Characterization of pulsed coherent Doppler LIDAR with the speckle effect

Abstract

The relationships among heterodyne efficiency γ, number of speckle cells M, and the ratio of receiver area to coherence area SR/SC for a pulsed coherent laser radar (CLR) are written through the use of mutual coherence functions. It is shown that numerical values for SR/SC that follow Goodman’s definition [J. W. Goodman, in Laser Speckles and Related Phenomena, J. C. Dainty, ed. (Springer-Verlag, Berlin, 1975), pp. 9–75] or that are obtained through the use of a transverse-field coherence length agree.
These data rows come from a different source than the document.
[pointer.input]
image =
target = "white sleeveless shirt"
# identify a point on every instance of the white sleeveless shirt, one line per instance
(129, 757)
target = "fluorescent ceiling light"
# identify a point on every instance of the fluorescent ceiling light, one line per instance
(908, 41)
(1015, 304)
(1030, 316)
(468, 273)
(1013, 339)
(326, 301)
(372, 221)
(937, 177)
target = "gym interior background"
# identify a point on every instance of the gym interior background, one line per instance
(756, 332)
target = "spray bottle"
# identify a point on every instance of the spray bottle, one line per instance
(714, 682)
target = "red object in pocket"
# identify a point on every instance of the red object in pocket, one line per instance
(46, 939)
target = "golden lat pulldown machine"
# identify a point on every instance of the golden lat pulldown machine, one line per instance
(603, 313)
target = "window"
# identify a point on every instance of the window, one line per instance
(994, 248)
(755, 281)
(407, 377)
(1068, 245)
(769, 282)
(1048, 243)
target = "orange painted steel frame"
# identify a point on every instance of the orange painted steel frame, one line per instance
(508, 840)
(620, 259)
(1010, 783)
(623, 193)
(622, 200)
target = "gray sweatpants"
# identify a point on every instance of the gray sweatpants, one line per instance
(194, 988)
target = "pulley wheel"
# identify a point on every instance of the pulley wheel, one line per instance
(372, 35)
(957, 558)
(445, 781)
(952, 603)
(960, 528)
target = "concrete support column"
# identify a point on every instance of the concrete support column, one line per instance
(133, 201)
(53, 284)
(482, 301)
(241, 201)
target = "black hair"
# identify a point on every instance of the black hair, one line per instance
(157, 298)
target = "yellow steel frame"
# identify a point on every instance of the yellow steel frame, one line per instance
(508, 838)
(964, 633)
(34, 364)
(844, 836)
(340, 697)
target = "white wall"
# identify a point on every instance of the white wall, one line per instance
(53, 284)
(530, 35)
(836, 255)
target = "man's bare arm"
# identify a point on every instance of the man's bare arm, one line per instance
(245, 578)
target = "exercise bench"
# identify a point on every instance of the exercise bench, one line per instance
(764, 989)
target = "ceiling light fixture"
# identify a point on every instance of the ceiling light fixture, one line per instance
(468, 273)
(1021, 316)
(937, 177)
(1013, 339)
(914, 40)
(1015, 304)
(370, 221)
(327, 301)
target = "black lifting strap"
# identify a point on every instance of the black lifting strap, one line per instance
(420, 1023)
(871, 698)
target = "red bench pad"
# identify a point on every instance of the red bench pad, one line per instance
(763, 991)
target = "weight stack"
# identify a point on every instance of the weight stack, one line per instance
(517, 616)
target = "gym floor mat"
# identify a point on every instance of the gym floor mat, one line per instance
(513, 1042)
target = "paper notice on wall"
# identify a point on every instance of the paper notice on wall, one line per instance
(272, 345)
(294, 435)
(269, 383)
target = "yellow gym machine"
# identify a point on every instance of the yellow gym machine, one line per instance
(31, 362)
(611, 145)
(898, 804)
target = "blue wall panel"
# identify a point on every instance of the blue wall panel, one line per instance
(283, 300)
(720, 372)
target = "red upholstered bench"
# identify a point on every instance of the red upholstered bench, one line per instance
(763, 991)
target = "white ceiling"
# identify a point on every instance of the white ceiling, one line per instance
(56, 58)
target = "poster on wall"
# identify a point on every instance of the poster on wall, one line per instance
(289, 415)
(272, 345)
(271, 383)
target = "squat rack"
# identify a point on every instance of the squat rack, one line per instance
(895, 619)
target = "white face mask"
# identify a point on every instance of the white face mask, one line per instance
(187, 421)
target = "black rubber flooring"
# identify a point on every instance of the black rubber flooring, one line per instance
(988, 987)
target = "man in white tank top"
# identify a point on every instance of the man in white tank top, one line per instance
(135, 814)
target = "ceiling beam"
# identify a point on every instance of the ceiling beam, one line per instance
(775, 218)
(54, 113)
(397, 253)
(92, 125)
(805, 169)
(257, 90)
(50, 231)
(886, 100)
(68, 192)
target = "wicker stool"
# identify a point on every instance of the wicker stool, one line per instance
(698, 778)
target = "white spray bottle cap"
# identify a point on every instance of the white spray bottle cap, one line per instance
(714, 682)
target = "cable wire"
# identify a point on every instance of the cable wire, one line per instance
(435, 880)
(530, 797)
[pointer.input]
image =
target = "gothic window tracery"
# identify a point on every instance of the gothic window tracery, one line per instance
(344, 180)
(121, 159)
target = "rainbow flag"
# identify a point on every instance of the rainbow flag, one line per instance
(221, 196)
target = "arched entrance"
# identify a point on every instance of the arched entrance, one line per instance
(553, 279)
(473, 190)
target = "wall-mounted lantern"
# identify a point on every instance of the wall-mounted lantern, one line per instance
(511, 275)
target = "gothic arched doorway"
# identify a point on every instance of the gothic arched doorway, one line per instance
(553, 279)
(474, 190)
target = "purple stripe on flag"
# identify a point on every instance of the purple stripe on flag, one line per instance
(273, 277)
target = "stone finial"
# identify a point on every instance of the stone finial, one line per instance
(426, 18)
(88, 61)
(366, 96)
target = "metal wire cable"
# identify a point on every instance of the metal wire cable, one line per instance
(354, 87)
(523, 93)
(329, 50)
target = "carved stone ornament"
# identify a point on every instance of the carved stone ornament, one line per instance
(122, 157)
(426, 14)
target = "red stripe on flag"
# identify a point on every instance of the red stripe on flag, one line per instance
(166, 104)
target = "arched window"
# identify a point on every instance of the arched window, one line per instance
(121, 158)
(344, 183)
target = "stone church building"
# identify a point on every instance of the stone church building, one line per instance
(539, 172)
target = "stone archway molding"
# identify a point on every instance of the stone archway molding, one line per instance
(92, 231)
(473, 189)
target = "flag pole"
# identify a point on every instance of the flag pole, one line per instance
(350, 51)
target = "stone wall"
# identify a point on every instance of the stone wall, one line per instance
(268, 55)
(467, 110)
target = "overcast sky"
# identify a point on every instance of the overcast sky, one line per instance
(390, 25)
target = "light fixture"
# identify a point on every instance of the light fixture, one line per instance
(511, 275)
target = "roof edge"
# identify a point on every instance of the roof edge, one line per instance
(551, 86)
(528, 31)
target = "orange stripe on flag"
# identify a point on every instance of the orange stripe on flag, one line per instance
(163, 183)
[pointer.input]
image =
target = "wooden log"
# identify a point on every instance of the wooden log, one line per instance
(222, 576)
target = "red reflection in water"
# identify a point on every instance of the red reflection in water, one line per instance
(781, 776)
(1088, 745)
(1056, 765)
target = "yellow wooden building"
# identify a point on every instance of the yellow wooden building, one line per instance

In the frame of the Gaussian model proposed by Frehlich and Kavaya [Appl. Opt. 30, 5325 (1991)] a new equation is derived: M = (1 + SR/SC). This equation agrees with our experimental results. Our theoretical analysis shows that the number of speckle cells for an optimal monostatic CLR system is M ~ 4. An experiment has been conducted with a ground-based pulsed CO2 LIDAR and remote hard targets to study the probability density function of LIDAR returns as a function of M and to study the dependence of M on SR/SC. An assessment of CLR performance through the use of M or the collecting aperture SR is discussed.